Il faut le dire, Danger pleine lune se situe vraiment dans le registre du merveilleux, l’émerveillement qui baigne l’existence d’Alex étant aux antipodes des sentiments d’angoisse ou de peur que distillent les récits fantastiques. Certes, la joie d’Alex et son bonheur ne sont pas sans nuages depuis l’apparition d’Ourougou dans sa vie car il souffre de plus en plus de l’exclusivité étouffante à laquelle sa relation avec la fée-papillon le contraint. Cependant, ce malaise qu’il ressent est dû dans une certaine mesure à un trop-plein de beauté et d’affection.

Comme dans les Contes pour tous qui sont, à leur manière, des contes moraux pour enfants, Danger pleine lune quelques leçons de vie. « On l’a fait tout seul… » s’exclame Alex à la fin en s’adressant à Lucie, en parlant d’un avion jouet qu’il réussit à faire voler. Il y a là une incitation à l’autonomie. C’était trop facile de réaliser ses désirs avec Ourougou qui avait des pouvoirs magiques. Alex en prend graduellement conscience, lui dont la relation avec Ourougou l’amène, métaphoriquement, à sortir de son « cocon » et à dépasser le stade de la chrysalide.
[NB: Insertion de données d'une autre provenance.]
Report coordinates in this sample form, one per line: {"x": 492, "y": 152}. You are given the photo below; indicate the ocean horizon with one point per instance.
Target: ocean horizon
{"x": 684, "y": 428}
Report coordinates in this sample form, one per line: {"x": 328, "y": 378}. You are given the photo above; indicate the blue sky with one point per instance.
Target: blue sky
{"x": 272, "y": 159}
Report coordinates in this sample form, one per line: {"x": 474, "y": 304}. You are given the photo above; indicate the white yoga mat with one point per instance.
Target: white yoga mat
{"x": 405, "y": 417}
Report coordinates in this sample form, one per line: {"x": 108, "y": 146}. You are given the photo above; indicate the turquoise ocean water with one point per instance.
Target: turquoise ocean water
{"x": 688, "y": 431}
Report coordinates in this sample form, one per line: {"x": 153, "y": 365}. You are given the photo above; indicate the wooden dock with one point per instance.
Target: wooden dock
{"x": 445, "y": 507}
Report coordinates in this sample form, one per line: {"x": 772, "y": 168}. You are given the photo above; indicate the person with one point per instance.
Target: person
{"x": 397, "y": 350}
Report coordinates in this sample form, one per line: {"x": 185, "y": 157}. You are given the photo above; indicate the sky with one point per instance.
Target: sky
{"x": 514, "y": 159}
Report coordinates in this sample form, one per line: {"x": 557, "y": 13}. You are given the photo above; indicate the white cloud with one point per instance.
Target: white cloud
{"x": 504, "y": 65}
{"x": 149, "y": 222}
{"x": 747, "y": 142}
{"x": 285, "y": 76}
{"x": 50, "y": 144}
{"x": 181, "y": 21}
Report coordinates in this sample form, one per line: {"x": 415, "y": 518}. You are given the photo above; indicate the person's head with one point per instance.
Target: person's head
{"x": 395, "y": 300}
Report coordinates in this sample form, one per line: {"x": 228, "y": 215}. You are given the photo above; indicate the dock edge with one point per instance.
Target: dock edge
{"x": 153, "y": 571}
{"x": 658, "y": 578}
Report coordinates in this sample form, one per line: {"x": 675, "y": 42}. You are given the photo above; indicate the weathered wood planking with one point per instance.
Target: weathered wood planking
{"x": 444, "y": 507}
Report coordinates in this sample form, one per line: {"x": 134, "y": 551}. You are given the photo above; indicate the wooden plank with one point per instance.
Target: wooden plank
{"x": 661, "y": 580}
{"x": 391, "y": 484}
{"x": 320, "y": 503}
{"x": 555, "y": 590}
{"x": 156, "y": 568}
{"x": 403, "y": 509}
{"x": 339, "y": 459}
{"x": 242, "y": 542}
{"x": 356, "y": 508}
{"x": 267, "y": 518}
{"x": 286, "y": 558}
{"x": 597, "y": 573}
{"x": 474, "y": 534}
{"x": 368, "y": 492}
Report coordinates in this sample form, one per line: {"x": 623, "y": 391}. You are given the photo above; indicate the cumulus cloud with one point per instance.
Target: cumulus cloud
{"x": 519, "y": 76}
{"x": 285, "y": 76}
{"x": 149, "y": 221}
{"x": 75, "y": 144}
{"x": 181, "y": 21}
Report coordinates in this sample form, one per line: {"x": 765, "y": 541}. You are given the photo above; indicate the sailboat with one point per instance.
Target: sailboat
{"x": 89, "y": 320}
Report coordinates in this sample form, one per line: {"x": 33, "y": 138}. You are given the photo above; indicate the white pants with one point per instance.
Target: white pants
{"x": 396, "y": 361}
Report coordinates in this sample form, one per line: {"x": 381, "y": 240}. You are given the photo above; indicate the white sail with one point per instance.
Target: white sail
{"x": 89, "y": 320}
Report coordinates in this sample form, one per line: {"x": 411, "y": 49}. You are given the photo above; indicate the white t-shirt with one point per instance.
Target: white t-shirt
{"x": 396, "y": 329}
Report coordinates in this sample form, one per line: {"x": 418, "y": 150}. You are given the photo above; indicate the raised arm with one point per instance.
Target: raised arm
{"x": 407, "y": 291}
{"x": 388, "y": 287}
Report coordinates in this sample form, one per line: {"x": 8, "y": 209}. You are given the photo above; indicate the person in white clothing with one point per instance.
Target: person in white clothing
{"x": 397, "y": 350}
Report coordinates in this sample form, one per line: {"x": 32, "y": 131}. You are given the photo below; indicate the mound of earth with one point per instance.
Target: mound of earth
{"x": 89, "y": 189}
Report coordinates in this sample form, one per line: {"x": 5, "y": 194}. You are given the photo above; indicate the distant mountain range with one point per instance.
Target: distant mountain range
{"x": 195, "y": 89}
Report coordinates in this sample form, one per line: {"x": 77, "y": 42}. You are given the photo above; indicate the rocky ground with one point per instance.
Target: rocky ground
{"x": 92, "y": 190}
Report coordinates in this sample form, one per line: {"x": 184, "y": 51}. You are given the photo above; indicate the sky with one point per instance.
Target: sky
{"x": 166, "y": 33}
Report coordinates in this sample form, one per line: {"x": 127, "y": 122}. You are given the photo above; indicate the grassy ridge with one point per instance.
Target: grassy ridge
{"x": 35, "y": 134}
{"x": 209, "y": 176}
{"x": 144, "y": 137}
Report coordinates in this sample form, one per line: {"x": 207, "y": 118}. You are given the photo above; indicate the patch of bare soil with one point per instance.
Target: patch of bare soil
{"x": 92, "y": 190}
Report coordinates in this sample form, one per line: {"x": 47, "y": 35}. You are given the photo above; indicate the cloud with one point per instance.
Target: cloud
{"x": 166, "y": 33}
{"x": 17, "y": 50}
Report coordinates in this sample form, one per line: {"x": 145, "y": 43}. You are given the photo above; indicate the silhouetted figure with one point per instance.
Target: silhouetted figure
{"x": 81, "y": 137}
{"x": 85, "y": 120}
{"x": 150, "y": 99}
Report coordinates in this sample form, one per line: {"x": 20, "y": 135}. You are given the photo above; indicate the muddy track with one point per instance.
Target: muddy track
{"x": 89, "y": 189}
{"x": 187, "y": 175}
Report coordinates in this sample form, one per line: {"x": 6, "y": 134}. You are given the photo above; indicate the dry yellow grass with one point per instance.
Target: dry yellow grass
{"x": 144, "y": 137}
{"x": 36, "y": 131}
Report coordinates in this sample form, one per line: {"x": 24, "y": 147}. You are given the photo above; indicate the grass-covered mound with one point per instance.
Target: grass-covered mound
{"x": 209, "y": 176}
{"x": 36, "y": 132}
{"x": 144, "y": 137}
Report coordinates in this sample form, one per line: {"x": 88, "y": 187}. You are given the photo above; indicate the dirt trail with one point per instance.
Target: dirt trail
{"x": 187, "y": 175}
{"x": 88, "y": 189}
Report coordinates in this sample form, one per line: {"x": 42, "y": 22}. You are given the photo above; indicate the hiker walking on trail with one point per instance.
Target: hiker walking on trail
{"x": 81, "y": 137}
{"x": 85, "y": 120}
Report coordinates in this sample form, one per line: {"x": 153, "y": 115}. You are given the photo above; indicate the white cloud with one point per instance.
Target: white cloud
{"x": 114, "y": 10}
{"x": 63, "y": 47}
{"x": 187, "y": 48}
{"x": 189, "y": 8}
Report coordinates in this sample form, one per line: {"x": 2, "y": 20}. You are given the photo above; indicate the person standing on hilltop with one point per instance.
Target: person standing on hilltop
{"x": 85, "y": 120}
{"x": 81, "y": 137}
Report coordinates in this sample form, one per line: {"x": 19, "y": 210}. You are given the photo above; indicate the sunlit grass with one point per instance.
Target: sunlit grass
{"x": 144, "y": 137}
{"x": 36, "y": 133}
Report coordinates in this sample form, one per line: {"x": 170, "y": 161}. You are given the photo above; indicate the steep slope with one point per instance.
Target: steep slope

Il y a aussi l’amitié qui est valorisée dans cette histoire. Alex a délaissé Lucie pour vivre une relation exclusive avec Ourougou, mais le jeune garçon et la fée-papillon n’appartiennent pas au même monde. Alex apprend qu’il faut vivre avec les siens et savoir cultiver ses amitiés, ce que le professeur Rostand lui rappelle subtilement. C’est lui, d’ailleurs, qui lui dit : « Il y a des réponses que tu es seul à pouvoir trouver et elles sont en toi, mon jeune ami. » (p. 133)

Alors, Danger pleine lune, le roman, ajoute-t-il quelque chose au film ? Non. À vrai dire, le long métrage de Pojar lui est supérieur en raison du caractère ludique des nombreuses scènes d’animation dont il est truffé, le roman ne réussissant pas à évoquer ne serait-ce que le quart de l’inventivité déployée à l’écran. Quel est l’intérêt, alors, de cette novélisation ? [CJ]

  • Source : L'ASFFQ 1993, Alire, p. 105-107.

Références

  • Clément, Michel-Ernest, Lurelu, vol. 16, n˚ 3, p. 17.